We had just the craziest weekend one could imagine. It started with Deus Ex Machina on Friday night having practice for the play he (and two of our daughters) is in. Saturday was a usual dance-busy day followed by a not usual dance-busy night, and the busy, busy-ness culminated in a drive to the Portsmouth Music Hall in New Hampshire to see our music teacher performing the Mark O'Connor Fiddle Concerto on Sunday.
It was one of those non-stop crazy whirlwind adventures that we often seem to find ourselves in, and it's wonderful, because we are so incredibly fortunate to be surrounded by these amazingly talented people who are completely willing to share their expertise and talent with us - as teachers, mentors and friends.
Sometimes, though, I just want to curl up, at home, and have nothing to do. Or rather, I want an opportunity to stay home and do all of those things that aren't getting done on the homestead, because we're so busy doing other things.
And then, I realize that I really do have enough time to do both.
Which is what I did this weekend. On Sunday, I took an hour or so and went outside, and (finally) planted my garlic. It was a two-step process, and I envisioned it many times in my head - clean out the bed, plant the garlic has been a running scenario in my head for a couple of weeks.
I keep hearing rumors that we're going to get hit by a Nor'easter this week.
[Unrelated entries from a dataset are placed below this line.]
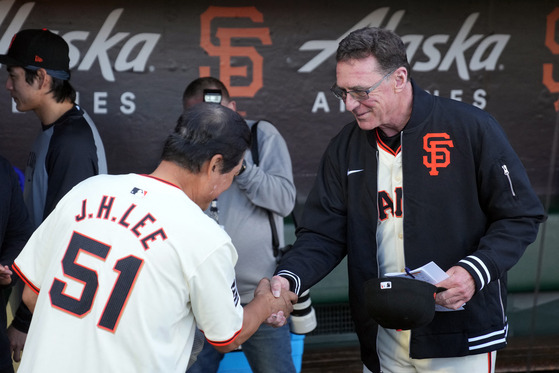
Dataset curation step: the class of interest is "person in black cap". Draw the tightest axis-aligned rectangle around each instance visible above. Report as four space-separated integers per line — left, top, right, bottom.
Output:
272 27 545 373
0 28 107 364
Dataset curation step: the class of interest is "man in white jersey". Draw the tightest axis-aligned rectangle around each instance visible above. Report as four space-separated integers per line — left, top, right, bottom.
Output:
12 103 297 373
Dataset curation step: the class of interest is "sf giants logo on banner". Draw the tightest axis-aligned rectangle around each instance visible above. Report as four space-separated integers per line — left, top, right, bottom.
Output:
199 7 271 98
423 133 454 176
544 7 559 111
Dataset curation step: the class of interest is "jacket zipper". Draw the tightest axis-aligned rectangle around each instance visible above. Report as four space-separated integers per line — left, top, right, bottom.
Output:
497 278 507 325
501 165 516 197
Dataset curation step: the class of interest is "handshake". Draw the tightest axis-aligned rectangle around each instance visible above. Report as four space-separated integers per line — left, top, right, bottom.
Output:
256 275 298 328
255 275 317 334
261 275 318 334
255 276 317 334
214 276 315 354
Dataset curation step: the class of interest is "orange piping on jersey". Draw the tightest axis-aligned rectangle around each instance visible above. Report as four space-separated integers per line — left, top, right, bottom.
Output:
207 327 243 347
12 263 40 294
375 130 401 156
141 174 181 190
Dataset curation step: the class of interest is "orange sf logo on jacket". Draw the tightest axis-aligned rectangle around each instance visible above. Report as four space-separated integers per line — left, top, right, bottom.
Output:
423 133 454 176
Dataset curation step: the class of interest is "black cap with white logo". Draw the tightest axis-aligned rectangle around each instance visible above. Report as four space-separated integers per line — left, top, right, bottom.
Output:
364 277 439 330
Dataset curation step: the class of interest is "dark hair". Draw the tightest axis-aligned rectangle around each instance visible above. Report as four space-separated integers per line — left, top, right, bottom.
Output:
24 68 76 103
162 102 250 174
336 27 411 78
182 77 231 105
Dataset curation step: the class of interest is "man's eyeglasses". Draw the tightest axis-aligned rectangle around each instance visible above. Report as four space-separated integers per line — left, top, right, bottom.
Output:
330 69 397 102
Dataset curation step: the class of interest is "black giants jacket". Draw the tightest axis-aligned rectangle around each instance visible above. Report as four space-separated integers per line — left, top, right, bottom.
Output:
276 80 546 372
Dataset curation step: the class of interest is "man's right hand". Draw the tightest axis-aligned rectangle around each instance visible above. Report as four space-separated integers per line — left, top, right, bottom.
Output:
215 277 298 353
254 277 297 327
270 275 290 298
264 276 297 326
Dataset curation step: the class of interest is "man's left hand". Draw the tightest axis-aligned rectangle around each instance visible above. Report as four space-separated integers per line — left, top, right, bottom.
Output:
435 266 475 310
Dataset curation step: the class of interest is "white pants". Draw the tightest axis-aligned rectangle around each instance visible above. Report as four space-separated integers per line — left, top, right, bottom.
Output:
363 327 496 373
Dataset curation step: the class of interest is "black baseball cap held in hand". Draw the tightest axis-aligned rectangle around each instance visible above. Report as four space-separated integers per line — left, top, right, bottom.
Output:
0 28 70 80
364 277 439 330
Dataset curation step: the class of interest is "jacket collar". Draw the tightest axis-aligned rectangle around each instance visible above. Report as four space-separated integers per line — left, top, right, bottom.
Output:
404 79 434 132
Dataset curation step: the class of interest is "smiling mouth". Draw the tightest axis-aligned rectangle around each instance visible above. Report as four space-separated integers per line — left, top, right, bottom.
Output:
353 111 369 118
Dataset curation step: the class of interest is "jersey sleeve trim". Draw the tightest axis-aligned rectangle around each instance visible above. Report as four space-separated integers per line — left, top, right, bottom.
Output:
205 327 242 347
12 263 40 294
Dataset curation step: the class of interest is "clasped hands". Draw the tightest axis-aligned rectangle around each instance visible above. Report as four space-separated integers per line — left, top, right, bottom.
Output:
255 275 297 328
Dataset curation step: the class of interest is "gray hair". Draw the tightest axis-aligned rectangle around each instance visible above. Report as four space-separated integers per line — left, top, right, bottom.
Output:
336 27 411 77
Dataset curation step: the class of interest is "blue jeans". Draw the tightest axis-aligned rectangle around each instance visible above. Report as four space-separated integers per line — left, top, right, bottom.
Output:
186 322 296 373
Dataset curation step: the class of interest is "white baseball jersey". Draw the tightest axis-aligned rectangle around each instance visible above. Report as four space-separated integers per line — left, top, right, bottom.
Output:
376 133 405 277
13 173 244 373
375 133 411 369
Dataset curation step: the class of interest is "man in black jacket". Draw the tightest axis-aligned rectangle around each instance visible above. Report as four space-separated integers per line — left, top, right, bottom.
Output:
273 27 545 373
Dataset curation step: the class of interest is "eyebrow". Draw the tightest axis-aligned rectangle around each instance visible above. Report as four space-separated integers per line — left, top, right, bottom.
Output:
337 84 370 91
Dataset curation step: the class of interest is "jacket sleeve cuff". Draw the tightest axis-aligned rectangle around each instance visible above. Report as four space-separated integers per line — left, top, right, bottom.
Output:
275 270 301 295
457 255 492 292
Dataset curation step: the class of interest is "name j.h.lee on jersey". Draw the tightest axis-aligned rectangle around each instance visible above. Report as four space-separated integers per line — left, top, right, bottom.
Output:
74 195 168 250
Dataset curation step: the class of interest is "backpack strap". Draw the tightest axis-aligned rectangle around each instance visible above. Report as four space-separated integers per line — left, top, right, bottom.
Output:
250 121 260 165
250 121 280 257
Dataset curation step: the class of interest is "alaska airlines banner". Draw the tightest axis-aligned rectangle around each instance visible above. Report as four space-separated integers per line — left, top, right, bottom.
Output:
0 0 557 200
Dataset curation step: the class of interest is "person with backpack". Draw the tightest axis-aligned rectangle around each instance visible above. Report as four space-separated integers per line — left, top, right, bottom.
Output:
183 77 297 373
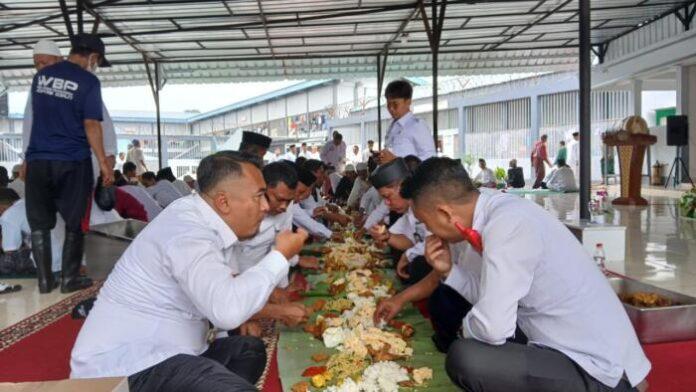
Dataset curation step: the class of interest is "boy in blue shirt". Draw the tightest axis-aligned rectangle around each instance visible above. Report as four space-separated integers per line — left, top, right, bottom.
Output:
25 33 114 294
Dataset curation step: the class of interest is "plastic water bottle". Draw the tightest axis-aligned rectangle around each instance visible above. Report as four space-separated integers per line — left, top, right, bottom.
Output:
593 243 607 274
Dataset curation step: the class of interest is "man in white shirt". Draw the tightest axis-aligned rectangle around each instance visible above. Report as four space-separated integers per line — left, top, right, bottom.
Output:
297 142 311 159
362 140 377 162
378 157 649 391
122 162 140 186
141 172 182 208
71 151 308 391
115 152 126 172
291 168 336 240
310 144 321 160
8 164 25 199
158 167 192 196
567 131 580 182
348 145 362 165
283 144 298 162
359 186 381 216
543 159 578 192
320 131 347 171
0 189 64 274
346 162 371 210
126 139 148 175
473 158 496 188
301 160 350 227
379 80 436 163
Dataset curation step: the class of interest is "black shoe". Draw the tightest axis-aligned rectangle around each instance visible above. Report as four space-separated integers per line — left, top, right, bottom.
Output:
431 333 454 353
31 230 56 294
61 231 93 294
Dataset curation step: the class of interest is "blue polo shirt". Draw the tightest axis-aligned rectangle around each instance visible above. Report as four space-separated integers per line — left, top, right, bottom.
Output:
26 61 102 161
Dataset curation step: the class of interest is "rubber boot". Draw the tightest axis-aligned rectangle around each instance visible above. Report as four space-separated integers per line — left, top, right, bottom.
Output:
31 230 56 294
60 231 92 293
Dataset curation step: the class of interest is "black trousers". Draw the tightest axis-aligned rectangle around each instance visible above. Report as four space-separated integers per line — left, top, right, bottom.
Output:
401 256 433 286
25 159 93 233
428 284 527 353
128 336 266 392
446 339 637 392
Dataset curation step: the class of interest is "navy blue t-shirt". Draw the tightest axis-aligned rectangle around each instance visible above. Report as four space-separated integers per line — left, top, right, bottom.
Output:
26 61 102 161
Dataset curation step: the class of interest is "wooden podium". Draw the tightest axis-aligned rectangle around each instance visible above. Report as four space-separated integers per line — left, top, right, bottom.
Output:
603 131 657 206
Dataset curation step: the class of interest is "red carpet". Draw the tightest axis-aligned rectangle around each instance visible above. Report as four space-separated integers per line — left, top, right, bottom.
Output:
644 340 696 392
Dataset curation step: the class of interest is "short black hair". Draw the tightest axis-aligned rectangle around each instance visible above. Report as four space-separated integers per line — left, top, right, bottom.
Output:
122 161 136 174
141 171 156 182
0 166 8 187
295 156 307 167
0 188 20 206
385 79 413 100
403 155 422 173
304 159 324 174
478 158 486 164
297 168 317 187
541 134 548 140
156 167 176 182
401 157 478 203
197 150 261 194
263 161 298 189
560 141 566 146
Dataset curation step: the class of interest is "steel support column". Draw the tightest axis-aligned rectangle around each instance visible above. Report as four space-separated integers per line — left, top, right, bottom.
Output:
155 62 163 170
420 0 446 148
376 54 388 150
579 0 591 220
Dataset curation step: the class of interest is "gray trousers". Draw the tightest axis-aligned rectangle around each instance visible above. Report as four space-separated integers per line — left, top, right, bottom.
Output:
128 336 266 392
446 339 637 392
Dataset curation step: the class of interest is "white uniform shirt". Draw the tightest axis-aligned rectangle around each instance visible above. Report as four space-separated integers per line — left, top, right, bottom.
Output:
126 147 147 175
172 179 193 196
290 203 332 239
8 179 25 199
347 151 362 165
384 111 436 161
299 188 326 213
320 141 346 170
545 166 578 192
444 191 649 388
0 200 64 272
568 140 580 169
346 177 370 210
363 200 390 229
359 186 381 215
147 181 183 208
474 168 496 185
362 149 375 163
389 208 430 261
119 185 163 221
329 172 342 193
231 209 298 277
70 195 289 378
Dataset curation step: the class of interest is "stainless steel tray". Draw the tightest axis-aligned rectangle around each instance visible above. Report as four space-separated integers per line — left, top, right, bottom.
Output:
85 219 147 280
607 274 696 343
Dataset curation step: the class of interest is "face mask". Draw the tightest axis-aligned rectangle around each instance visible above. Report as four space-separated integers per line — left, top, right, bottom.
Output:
88 54 99 73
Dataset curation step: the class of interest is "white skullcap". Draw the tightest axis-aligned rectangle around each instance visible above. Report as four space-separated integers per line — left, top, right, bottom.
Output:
356 162 368 171
33 39 62 57
183 175 194 182
11 164 22 173
344 164 356 172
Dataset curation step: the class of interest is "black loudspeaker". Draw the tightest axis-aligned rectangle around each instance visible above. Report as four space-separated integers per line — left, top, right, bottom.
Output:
667 115 688 146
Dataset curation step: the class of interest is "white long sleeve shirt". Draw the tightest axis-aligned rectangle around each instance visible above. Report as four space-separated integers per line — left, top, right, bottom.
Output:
146 181 183 208
474 167 496 185
389 208 430 261
346 177 370 210
363 200 390 229
299 187 326 213
71 195 289 378
290 203 332 239
384 111 436 161
568 140 580 168
444 191 649 388
359 186 381 215
320 140 346 169
545 166 578 192
0 199 64 272
230 208 298 276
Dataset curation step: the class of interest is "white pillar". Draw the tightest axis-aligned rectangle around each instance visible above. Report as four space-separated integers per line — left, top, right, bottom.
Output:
676 66 696 182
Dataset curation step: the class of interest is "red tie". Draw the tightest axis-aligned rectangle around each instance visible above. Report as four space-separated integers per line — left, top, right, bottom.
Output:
454 222 483 255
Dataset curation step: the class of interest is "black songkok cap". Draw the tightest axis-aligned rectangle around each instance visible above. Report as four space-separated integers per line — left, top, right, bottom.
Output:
241 131 272 149
370 158 410 189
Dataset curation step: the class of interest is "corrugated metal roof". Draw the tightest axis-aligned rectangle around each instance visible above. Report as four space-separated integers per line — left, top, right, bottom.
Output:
0 0 692 88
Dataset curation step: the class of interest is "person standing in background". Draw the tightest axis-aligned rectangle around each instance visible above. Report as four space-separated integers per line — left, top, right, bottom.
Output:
554 140 567 167
8 164 25 199
348 145 362 165
320 131 347 172
25 33 113 294
567 131 580 183
378 80 436 163
126 139 148 175
362 140 376 162
531 134 552 189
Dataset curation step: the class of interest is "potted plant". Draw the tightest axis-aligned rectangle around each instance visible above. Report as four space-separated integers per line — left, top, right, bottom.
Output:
679 188 696 219
494 167 507 189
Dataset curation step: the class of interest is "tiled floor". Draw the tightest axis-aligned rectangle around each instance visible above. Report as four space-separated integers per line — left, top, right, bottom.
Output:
1 185 695 330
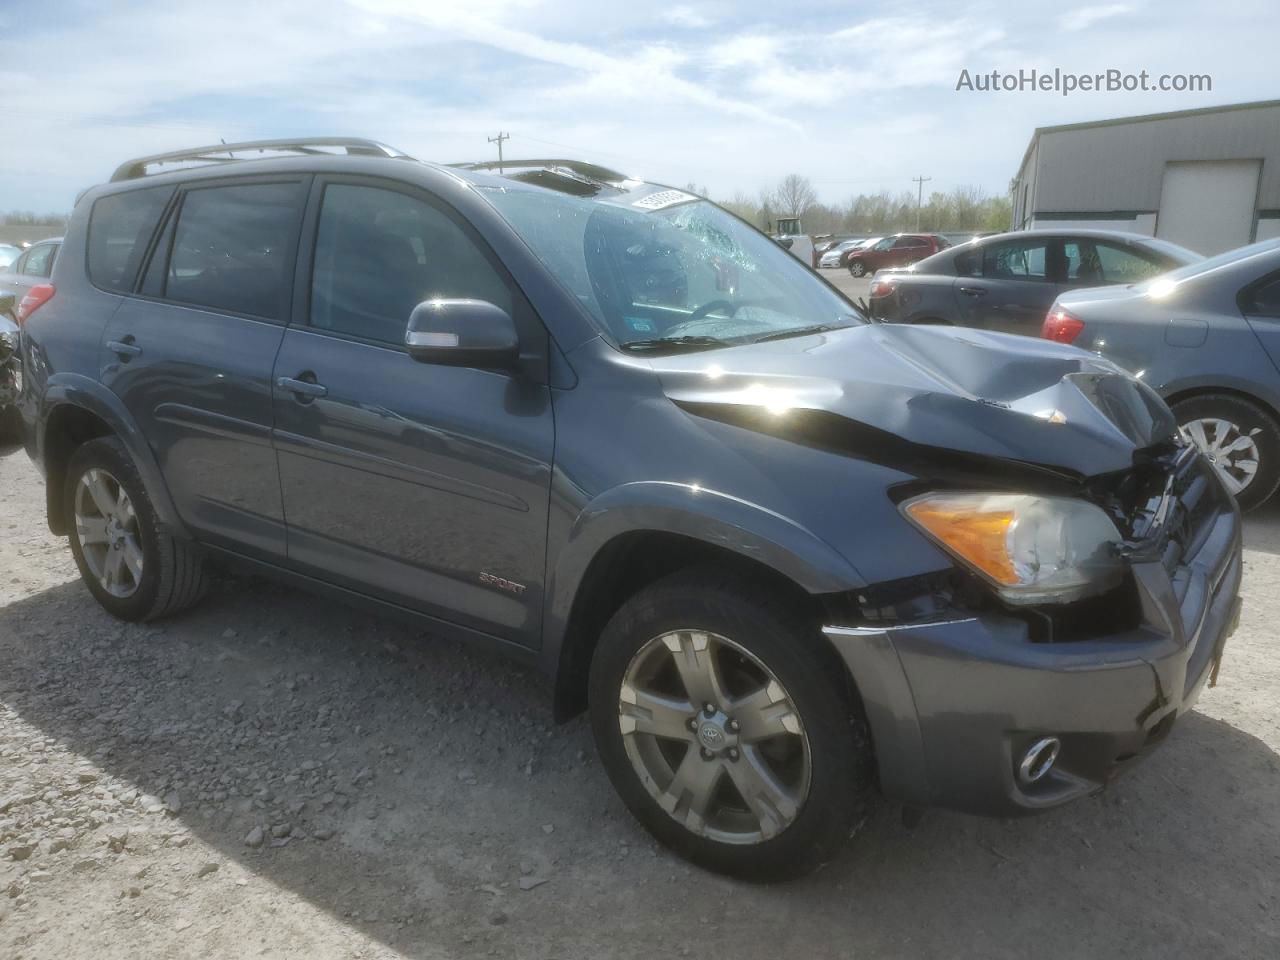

The rumors are just quiet little whispers, and so, perhaps, it will just be another rainstorm, or perhaps, since it is just whispers, this time it will be what everyone feared from the last couple of big storms that came our way.
Either way, the garlic is planted, and I'm incredibly thankful that I didn't miss the window because I played the movie in my head instead of just taking the time to put the thoughts into action.
Next summer, when I'm harvesting garlic and next winter, when we're eating the garlic I planted, I'll have another chance to be thankful.
Afterall, gratitude is cumulative - the more one expresses thanks, the more one realizes one has to be thankful for.
And that really is what it's all about.